TL;DR Version
How do people get a 6-month-old to soothe without picking them up? Has this actually ever worked for anyone? We are on baby #2 and it seems like a myth?
Long Form Version
We are on baby #2 and have hit an issue that I feel like is reasonably common: the kid can almost never soothe himself to sleep in a crib, regardless of how drowsy he is. He's breastfed, no co-sleeping, consistent night time routine (feed, wash, quick-book+dim lights, crib, music, white noise+dark).
Unfortunately, he's a negative sleep trajectory. After being relatively normal to about 4 months (naps ~45-1.5h, night: 3h then 1.5h after), he had a sleep regression and blew up his naps to 45m and first night cycle to 1.5h+a mix of 45m. He returned to the original better night sleep for almost a week (3h+1.5h blocks). He is now on 45m blocks... for all naps and in the night. For those in the back row, that means 10-15 wake ups each night, depending on how quickly he soothes back down. Even tag-teaming, this is a WW1 style trench warfare existence.
His typical pattern is to wake up not immediately startled/crying but with an escalating grunting and barking vocalization that eventually turns into uncontrollable crying if you wait long enough (5-10 minutes). We're taking a full court press on this issue to knock out possible physical causes (e.g., reflux meds, cutting out dairy, tried some tylenol at times where physical discomfort seemed possible). Related to this is an issue: the kid just can't be comforted without picking him up and holding/bouncing him (depending on where in his waking cycle you catch him).
Spread across hundreds of pieces of literature is this concept of "Oh, just put your baby down drowsy but awake! If they get upset, soothe them in place!" With no apparent backup plan when they are not soothable without holding them. Methods tried so far, with the level of success noted from "some" :-\ to "makes things worse" :-(
- Audio:
- Shushing :-\
- Singing lullabies :-(
- Physical Pressure:
- Patting :-(
- "Holding" with hands on sides but without lifting out of the crib :-\
- Motion:
- Vibrating hands gently on the sides :-(
- "Rocking" by bouncing baby gently in place without removing from crib :-\
- Sucking:
- Finger :-\
- Baby hand :-\
- Pacifier N/A (couldn't keep it in well enough, preferred his hand)

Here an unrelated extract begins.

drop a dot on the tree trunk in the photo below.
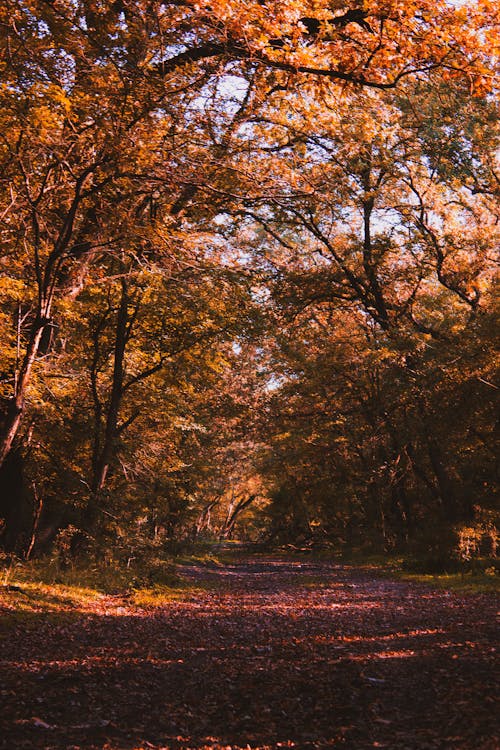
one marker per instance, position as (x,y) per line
(104,451)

- (Feeding): We haven't fiddled with this much, but the kid is chunky and eats great. Only about ~2 wake ups seem to have much hunger cues, and we just feed him then.
- Props (haven't tried much on this):
- Stuffed animal N/A (haven't tried much due to choking/smothering risk)
- Tube socks filled w/ warm rice/grain N/A (considered, but he is in a Merlin suit so unclear if it would give much pressure/comfort)
We have found only a handful of wins where the baby falls back asleep through some combination of these methods. Ones with mixed results typically cause some temporary soothing, but the baby staying up so long they are no longer tired and then there's a 40 minute waking cycle or otherwise need serious bouncing/nursing to settle. Given that it has only worked maybe 3 times ever, the "critical failure rate" is about 5-10 times more likely than the success rate.
Worse, the successes don't mean the baby sleeps any longer. We recently had our first "put baby down in crib, leave room, it falls asleep." They then woke up 40 minutes later, and every 40 minutes thereafter until 4 AM (where a 1.5h double-cycle happened by pure luck).
Breaking down this question into actionable bits:
- Additional Methods: Anybody has soothing methods not on the above list?
- Baby-Gone-Good Stories: Is there anybody who had a baby that consistently escalated in a crib, but then got better at it (in the 6 month area)?
- Wins?: Was it even useful to help a baby soothe with less intervention? This seems to be a common wisdom, yet are not seeing that less assistance in sleeping results in the baby stringing more cycles together.